È il 7 aprile del 1944 quando viene compiuto l’eccidio di Fragheto, la piccola frazione del comune di Casteldelci, al confine tra Romagna, Marche e Toscana, dove militari tedeschi inquadrati nello Sturm – Bataillon OB Sudwest, impiegati in azioni di rastrellamento alle falde del Monte Fumaiolo assieme a milizie della repubblica sociale, uccidono 30 civili inermi.

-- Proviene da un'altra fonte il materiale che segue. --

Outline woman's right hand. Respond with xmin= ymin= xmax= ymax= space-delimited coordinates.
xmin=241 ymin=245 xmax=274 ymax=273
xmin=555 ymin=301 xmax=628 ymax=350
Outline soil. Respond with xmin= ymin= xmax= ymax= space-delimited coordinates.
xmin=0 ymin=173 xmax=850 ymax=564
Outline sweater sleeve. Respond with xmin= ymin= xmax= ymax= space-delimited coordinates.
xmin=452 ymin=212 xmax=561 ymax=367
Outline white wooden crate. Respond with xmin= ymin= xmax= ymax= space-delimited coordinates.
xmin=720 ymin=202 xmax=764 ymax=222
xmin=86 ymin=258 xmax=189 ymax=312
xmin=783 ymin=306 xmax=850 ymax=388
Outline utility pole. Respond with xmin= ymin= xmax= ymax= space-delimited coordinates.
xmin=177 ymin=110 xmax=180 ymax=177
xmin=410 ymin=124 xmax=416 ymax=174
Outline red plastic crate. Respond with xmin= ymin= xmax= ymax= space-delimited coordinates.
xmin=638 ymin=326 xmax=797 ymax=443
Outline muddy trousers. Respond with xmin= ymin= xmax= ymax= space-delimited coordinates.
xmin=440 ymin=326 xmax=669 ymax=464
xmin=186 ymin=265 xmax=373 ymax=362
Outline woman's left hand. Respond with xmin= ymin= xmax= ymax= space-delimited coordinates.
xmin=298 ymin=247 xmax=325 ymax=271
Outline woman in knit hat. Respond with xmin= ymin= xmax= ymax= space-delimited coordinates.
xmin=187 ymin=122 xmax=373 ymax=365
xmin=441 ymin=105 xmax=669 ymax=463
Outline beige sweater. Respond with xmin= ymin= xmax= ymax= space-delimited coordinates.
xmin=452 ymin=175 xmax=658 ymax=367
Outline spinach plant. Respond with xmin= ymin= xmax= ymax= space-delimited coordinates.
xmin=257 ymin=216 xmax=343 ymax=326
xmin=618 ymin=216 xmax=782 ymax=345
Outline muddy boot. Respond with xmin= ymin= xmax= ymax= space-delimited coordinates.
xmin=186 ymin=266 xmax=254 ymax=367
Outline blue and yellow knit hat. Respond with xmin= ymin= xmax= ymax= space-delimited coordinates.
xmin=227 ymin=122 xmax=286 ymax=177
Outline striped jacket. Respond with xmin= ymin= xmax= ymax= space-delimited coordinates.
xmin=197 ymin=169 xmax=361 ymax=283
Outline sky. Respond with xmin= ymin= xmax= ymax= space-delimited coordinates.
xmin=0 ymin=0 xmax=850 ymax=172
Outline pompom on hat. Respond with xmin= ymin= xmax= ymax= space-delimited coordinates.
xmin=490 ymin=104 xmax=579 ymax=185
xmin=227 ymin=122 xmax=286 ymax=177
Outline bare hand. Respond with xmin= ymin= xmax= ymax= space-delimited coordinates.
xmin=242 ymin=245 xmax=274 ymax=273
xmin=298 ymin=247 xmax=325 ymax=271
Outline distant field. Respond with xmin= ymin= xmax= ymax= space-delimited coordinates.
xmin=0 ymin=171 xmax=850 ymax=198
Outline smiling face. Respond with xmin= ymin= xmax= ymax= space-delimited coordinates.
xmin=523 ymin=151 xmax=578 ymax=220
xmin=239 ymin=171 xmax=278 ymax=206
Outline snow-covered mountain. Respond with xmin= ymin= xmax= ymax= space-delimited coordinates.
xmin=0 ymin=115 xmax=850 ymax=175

Il 22 luglio del 1944 è invece il giorno della strage numericamente più consistente in Romagna, quella di Tavolicci, nel Cesenate, dove 54 persone di cui 19 sotto i 10 anni vengono trucidate dai nazi-fascisti.

Con la Battaglia di Rimini che porta alla liberazione della città “capoluogo” (ma all’epoca non ancora provincia), il 21 settembre del 1944, alleati e antifascisti piantano la prima bandiera importante in Romagna. Sono mesi difficili, Rimini è sotto bombardamento da quasi un anno, gli sfollati riempiono prima le campagne poi prendono la direzione del Monte Titano, la Repubblica di San Marino. La liberazione nei territori riminesi si compie il 29 settembre con la cacciata dei tedeschi da Bellaria. Ci è voluto più di un mese per liberare 40 chilometri. L’arrivo delle piogge, l’ingrossamento dei fiumi, non aiutò l’avanzata. Nel novembre del 1944 il proclama con il quale gli Alleati dichiaravano sospesa ogni operazione militare nel corso dell’inverno trova il disappunto delle formazioni partigiane. Città come Cesena, Forlì erano già liberate. Ma non Ravenna, dove opera la 28a Brigata Garibaldi “Mario Gordini” comandata da Arrigo Boldrini (il comandante Bulow) che riesce a convincere gli alleati canadesi a compiere un’azione congiunta che con la cosiddetta Battaglia delle valli porterà alla liberazione di Ravenna, il 4 dicembre del 1944, e delle zone limitrofe. Il 27 novembre, a Madonna dell’albero, avviene la strage che porta all’uccisione di 56 civili da parte dei tedeschi che dopo avere lasciato Ravenna arretrano ma si fermano lungo il Senio, affluente del Reno. E per i territori di quelle zone, Alfonsine, Cotignola, Fusignano, la liberazione arriverà solo in primavera.

«Fu un terribile inverno – ricorda Beppe Masetti – Ci furono bombardamenti che distrussero i paesi affacciati lungo la linea del Senio». Ma con la Battaglia del Senio anche quei territori furono liberati. E poi Imola, il 17 aprile, che pure fu teatro di un terribile eccidio, del pozzo Becca, con sedici prigionieri politici e partigiani torturati e uccisi.